While TOMS is a private company and doesn't disclose its financials, they have been growing rapidly. Now four years after they launched, with only a big idea and a small band of loyal staff members, TOMS employs over 100 people and has outgrown their offices several times, and, of course, they've sold over 1 million pairs of shoes. This growth is what could be most exciting about TOMS. In the much buzzed about social business space, very few companies have demonstrated both measures of having achieved real, measurable social impact and enjoyed substantial financial success. TOMS may be one of the best models for social and business success, which makes them a particularly interesting and important company to watch.

Business is changing before our very eyes; that's what I saw in Argentina as volunteers on behalf of TOMS put the shoes on the feet of children who had never had a pair of shoes in their lives. This didn't feel like something a for profit business was organizing. It felt more like an experience with an NGO or the Peace Corps, yet this whole trip was made possible by a private shoe company. What's more, TOMS doesn't show up once with a splashy event and never follow-up. Part of their work is to build real continuity and sustainability into their program. They routinely go back to many of the same villages and towns to provide new shoes to replace the worn-out ones. (I'll be following up shortly with a more detailed account of a shoe drops so you can get a real sense of the experience.)

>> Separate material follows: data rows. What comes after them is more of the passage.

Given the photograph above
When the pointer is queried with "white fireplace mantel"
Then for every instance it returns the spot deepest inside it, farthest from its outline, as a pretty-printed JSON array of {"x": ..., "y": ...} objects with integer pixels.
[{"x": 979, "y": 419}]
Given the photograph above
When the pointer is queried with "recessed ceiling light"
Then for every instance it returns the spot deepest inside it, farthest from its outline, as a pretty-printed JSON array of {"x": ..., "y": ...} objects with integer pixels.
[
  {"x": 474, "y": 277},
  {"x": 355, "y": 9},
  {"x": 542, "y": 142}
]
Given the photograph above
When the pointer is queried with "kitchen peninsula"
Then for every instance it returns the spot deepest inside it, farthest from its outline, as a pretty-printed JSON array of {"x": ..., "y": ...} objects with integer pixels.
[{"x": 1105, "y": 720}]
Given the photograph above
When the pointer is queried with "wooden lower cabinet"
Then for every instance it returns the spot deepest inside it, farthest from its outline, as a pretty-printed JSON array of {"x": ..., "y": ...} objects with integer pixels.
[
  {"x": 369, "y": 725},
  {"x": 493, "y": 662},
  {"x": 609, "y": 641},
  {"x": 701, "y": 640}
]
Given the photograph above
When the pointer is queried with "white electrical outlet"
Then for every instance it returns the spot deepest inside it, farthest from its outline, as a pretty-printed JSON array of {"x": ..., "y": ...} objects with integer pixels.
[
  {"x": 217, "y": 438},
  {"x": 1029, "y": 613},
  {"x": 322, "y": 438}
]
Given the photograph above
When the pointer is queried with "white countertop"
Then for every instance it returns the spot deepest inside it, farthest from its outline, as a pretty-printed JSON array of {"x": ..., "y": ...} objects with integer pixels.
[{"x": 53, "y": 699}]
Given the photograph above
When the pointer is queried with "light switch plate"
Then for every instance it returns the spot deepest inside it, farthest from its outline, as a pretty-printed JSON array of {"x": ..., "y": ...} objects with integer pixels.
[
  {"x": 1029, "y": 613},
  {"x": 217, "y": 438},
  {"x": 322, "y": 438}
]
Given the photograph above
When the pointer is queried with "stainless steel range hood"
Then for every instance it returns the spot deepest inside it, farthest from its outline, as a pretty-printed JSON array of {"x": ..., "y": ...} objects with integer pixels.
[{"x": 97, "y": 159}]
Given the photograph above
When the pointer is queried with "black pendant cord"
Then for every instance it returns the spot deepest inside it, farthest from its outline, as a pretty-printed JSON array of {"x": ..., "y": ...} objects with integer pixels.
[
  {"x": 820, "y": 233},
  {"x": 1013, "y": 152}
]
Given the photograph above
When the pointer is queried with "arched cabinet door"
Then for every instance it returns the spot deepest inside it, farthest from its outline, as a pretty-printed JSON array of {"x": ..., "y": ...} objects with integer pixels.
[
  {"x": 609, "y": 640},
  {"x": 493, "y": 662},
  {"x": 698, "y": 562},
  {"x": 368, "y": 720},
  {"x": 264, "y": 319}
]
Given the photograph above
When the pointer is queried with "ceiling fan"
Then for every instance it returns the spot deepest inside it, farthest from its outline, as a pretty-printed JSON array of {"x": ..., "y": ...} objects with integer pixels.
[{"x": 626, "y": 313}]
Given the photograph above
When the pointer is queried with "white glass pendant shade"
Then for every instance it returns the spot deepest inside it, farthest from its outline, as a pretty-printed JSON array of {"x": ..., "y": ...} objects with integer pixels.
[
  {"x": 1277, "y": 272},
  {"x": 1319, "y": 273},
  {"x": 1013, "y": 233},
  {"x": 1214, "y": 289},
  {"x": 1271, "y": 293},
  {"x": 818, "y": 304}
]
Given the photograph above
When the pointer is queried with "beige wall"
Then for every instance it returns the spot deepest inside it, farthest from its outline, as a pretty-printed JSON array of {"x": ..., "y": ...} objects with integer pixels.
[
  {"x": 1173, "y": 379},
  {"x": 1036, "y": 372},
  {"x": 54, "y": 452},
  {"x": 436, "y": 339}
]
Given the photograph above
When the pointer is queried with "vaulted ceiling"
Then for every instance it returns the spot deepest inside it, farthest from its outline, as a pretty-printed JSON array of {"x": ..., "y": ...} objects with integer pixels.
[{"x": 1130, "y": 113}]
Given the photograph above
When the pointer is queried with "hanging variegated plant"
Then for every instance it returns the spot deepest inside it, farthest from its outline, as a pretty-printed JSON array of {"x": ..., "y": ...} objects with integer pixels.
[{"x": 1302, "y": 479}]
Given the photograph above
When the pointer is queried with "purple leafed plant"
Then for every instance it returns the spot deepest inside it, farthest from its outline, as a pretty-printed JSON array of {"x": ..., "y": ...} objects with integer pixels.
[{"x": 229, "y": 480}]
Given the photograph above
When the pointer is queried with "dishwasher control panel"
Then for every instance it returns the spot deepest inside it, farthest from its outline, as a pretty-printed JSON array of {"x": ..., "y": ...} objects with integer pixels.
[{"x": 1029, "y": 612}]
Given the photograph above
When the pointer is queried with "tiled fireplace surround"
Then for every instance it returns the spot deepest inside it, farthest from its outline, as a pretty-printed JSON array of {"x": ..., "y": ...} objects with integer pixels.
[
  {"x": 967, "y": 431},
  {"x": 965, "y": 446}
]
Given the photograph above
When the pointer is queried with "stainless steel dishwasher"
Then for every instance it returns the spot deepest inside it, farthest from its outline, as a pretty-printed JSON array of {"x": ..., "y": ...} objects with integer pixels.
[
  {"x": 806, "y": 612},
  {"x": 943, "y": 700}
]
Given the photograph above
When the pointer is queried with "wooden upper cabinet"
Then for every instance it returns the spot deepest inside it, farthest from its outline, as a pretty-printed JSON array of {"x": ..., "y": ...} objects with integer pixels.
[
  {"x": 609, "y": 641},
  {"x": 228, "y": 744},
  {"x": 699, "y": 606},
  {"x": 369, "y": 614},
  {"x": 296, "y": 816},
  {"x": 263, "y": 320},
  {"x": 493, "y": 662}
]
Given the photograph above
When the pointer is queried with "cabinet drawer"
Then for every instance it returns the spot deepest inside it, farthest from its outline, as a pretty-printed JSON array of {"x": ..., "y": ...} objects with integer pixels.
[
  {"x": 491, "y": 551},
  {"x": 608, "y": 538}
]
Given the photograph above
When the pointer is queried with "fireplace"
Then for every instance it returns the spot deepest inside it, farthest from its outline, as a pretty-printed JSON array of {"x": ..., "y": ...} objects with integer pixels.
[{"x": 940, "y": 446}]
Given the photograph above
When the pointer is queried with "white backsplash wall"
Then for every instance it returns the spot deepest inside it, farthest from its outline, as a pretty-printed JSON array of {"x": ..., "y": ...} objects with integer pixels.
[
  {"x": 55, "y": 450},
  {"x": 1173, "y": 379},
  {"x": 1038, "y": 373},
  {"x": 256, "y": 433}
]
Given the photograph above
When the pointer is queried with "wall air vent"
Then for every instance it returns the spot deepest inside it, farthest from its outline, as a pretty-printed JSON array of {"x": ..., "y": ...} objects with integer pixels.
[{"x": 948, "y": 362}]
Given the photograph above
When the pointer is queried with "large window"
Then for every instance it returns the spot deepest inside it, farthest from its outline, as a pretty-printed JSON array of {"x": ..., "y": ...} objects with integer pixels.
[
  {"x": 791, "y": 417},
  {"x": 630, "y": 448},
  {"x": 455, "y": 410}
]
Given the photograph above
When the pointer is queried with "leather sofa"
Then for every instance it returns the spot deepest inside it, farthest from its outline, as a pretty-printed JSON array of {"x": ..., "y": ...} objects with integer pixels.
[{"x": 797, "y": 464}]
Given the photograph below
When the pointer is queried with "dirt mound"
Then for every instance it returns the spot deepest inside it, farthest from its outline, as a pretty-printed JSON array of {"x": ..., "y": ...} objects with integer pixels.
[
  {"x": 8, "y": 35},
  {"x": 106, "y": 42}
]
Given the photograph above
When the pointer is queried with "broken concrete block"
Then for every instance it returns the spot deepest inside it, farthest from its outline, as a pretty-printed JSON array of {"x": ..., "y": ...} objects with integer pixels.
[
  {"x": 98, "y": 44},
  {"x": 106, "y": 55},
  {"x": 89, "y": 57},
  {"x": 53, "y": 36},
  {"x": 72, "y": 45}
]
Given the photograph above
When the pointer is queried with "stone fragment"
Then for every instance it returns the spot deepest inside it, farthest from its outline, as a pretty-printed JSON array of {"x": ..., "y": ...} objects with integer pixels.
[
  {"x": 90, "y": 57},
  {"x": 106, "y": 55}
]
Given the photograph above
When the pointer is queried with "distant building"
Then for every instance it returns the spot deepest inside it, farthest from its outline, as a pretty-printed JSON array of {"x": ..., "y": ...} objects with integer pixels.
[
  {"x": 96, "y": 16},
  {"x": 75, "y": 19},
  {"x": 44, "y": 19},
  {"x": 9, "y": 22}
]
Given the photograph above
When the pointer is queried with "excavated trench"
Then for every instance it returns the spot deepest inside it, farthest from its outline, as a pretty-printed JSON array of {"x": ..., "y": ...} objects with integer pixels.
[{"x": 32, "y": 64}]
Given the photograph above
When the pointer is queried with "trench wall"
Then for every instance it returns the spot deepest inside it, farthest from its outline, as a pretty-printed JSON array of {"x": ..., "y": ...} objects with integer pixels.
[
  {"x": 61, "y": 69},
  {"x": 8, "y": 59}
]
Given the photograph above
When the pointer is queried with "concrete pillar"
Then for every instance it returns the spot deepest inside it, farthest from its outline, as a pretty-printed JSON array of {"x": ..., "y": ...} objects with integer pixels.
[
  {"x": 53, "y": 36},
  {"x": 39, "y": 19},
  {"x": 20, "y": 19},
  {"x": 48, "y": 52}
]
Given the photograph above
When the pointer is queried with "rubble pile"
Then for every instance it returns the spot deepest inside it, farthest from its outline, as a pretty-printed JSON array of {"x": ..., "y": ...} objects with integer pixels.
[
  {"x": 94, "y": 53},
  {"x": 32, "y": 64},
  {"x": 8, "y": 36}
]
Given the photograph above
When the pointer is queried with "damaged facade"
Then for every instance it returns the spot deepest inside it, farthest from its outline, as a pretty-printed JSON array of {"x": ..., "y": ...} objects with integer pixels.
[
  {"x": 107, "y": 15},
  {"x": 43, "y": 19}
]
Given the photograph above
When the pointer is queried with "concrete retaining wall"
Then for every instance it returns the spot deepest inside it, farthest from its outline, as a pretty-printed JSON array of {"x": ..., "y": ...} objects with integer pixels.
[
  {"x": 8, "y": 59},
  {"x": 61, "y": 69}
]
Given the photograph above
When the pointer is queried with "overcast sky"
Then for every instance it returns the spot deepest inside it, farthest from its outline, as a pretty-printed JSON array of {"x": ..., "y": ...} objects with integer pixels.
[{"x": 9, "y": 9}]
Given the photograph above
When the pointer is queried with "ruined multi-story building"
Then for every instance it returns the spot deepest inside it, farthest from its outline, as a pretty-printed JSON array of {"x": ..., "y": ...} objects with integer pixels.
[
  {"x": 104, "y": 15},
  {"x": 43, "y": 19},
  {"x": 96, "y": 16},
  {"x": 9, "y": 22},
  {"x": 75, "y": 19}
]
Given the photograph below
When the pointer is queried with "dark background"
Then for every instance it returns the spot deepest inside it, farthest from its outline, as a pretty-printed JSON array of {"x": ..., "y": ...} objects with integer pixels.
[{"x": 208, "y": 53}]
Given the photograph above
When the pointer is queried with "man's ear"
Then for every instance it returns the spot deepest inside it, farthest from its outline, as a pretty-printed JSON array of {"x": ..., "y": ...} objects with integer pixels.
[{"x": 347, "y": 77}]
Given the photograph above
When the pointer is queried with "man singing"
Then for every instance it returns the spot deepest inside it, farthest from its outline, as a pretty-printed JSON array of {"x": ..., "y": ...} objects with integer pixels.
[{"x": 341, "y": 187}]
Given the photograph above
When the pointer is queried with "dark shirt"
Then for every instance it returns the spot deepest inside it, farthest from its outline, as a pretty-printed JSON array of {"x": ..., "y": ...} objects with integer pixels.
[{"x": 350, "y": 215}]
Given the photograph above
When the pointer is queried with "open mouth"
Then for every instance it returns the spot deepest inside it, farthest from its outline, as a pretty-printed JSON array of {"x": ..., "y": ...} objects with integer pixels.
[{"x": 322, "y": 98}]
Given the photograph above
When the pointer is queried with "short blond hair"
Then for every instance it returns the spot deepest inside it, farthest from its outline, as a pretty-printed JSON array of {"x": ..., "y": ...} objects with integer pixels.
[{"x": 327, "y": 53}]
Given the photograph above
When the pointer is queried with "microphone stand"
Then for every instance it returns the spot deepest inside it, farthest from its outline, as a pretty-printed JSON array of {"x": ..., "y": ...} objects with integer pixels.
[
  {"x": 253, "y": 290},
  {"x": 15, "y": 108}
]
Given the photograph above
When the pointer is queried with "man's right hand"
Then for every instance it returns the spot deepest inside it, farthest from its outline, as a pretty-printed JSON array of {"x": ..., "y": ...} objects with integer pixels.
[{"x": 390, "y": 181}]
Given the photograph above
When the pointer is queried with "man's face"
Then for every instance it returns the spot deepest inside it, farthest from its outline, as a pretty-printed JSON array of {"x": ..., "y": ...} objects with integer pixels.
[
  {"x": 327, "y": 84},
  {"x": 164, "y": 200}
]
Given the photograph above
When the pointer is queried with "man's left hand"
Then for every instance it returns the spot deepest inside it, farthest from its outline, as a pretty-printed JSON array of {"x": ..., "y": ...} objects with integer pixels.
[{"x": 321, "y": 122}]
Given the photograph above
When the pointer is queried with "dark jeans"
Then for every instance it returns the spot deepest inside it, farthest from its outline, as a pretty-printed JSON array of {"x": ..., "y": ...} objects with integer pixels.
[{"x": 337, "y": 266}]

This is what I call 21st Century Capitalism. It's what more and more businesses will look like in the years to come. Businesses that do good and do well. People in my generation -- the millennial generation -- are creating these kinds of business and the same generation is creating demand for these kinds of companies. We're saying that it's no longer enough for companies to maximize their profit without a concern for the world, and we're also saying it's time to up the ante on how much social good a company can do and should be expected to do -- beyond the usual, well-accepted, and always needed charity and philanthropy work.
Is TOMS too good to be true? After all, many believe business can never be a force for true social change, because ultimately, the desire to increase profit will take precedence over most other factors. And TOMS itself still has many tests of time ahead of it. But it is clearly on a very important and positive track.

Millennials want to wear "awareness," dressed in their Project (RED) t-shirt that supports aid to Africa, with their FEED bag across their shoulder that supports ending world hunger, and their TOMS shoes on their feet. We aren't naïve enough to believe that simply wearing causey clothing will change the world, but it's a way of becoming the change we'd like to make in the world. These are the kinds of companies we will support, and the kind we will start. It won't change the world overnight, but in the next few decades, the world of 21st century capitalism that TOMS epitomizes is likely to change the nature of business, and even more importantly, the realities of our world.